Guerre en Ukraine : quelles conséquences pour l’Amérique latine ?

Comme les journaux européens, les quotidiens argentins s’intéressent de près au conflit ukrainien, même si celui-ci reste, dans l’esprit du public, relativement lointain et, pour le moment, n’a pratiquement pas de répercussions visibles sur le quotidien des habitants du cône sud.

Néanmoins, dans le monde d’aujourd’hui, est-il vraiment possible d’imaginer qu’il n’ait aucun impact ?

C’est la question posée dans le quotidien de gauche Pagina/12 par Gerardo Szalkowicz, qui intitule son article «Conflit Russie-Ukraine : impacts et défis pour l’Amérique Latine». En voici un petit résumé.

1. Les dommages collatéraux.

Tout d’abord, et ceci n’est évidemment pas spécifique au continent sud-américain, des conséquences économiques. L’augmentation du prix, et l’effondrement de la production des matières premières produites par les deux belligérants, et dont ils sont des leaders mondiaux, comme le blé, l’huile de tournesol, le maïs, le gaz, va mécaniquement mettre en difficulté les pays sud-américains importateurs. Par ailleurs, la fermeture de l’espace aérien aux avions russes affectera la manne touristique de pays comme Cuba ou la République Dominicaine, où les touristes russes représentent une part importante des apports de devises. La dépendance des pays d’Amérique latine à un système essentiellement agro-exportateur est sa faiblesse : elle dépend des cours mondiaux, et si la crise sanitaire l’a considérablement affaiblie, ce nouveau conflit de portée mondiale ne lui donne guère de perspectives positives.

2. L’Amérique Latine sur l’échiquier mondial

Les républiques latino-américaines se sont forgées au XIXème siècle en fonction des besoins et des intérêts des puissances « mères » européennes. Le XXème siècle a représenté un certain changement de cette donne, avec le surgissement des Etats-Unis comme puissance dominante, transformant les voisins du sud en « arrière-cour » politique aussi bien qu’économique. Des Etats-Unis encore renforcés par la chute de l’URSS, leur permettant d’asseoir davantage leur domination, y compris sur l’Europe.
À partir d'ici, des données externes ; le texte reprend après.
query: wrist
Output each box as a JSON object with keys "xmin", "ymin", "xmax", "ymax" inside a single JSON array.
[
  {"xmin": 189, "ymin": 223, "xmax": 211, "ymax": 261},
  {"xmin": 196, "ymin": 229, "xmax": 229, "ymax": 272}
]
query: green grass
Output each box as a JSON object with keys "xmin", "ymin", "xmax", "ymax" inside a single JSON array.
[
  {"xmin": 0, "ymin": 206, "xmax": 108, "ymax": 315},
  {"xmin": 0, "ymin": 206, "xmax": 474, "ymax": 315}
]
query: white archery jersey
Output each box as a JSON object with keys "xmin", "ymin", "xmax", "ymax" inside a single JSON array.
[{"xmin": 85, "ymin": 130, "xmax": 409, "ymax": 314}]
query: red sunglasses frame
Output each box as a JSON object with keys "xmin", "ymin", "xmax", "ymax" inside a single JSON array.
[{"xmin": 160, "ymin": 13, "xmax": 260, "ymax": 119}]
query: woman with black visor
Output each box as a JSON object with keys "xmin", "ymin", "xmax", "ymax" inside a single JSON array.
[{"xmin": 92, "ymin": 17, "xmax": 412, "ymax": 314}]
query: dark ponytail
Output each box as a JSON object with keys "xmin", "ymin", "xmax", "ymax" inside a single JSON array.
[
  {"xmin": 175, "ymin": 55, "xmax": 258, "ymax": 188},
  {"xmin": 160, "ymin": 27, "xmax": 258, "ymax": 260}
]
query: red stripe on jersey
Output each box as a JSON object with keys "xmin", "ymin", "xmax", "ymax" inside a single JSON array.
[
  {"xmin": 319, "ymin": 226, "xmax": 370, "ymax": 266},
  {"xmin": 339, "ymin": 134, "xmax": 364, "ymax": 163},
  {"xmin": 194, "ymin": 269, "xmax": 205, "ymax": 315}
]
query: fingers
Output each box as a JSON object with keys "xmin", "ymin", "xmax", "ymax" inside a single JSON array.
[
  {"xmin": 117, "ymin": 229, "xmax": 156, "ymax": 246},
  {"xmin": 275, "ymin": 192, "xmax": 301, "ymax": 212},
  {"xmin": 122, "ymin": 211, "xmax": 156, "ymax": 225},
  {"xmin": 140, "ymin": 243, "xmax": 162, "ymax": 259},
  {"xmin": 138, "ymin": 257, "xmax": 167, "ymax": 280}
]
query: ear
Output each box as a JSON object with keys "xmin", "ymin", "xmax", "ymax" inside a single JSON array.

Mais là aussi, la donne commence à changer, avec la montée en puissance d’autres partenaires potentiels comme la Russie, justement, et surtout la Chine.

La Russie notamment a recréé des liens forts avec les pays les plus éloignés de l’orbite étatsunien, comme le Venezuela, Cuba et le Nicaragua. Mais également avec des pays pourtant réputés plus proches des Etats-Unis comme l’Argentine et le Brésil.

Il n’y a pas d’unité de posture parmi les différents pays sud-américains. Ainsi, quand « l’axe bolivarien » (Les pays les plus non-alignés, alliés du Venezuela, NDLA) a plutôt soutenu les Russes, les droites latino-américaines ont brandi le drapeau ukrainien, déguisant leur subordination aux puissances occidentales sous le masque d’un récit pacifiste hypocrite, quand on connait leur absence totale de réaction face aux 50 interventions nord-américaines dans le sud par le passé. Quant aux autres, leur réaction oscille entre franc rejet de l’invasion russe et critique molle.

Citant l’ancien journaliste du Monde Diplomatique Ignacio Ramonet, Gerardo Szalkowicz souligne que cette guerre « change la réalité planétaire et marque l’entrée du monde dans une nouvelle ère géopolitique ». Elle survient au moment où l’Amérique latine se trouve en pleine redéfinition de ses projets progressistes, conduits par des leaders plus modérés qu’auparavant. Elle vient à point nommé pour accélérer un processus d’articulation commerciale plus structuré.

Pour conclure, Gerardo Szalkowicz mise sur l’arrivée au pouvoir de personnalités progressistes comme Gabriel Boric au Chili (il vient d’être investi comme président de la république), Gustavo Petro (leader de la gauche colombienne) et Ignacio Lula Da Silva, l’ancien président brésilien, tous deux favoris pour les prochaines élections, pour cimenter l’unité sud-américaine et lui redonner la cohésion nécessaire aux défis à venir.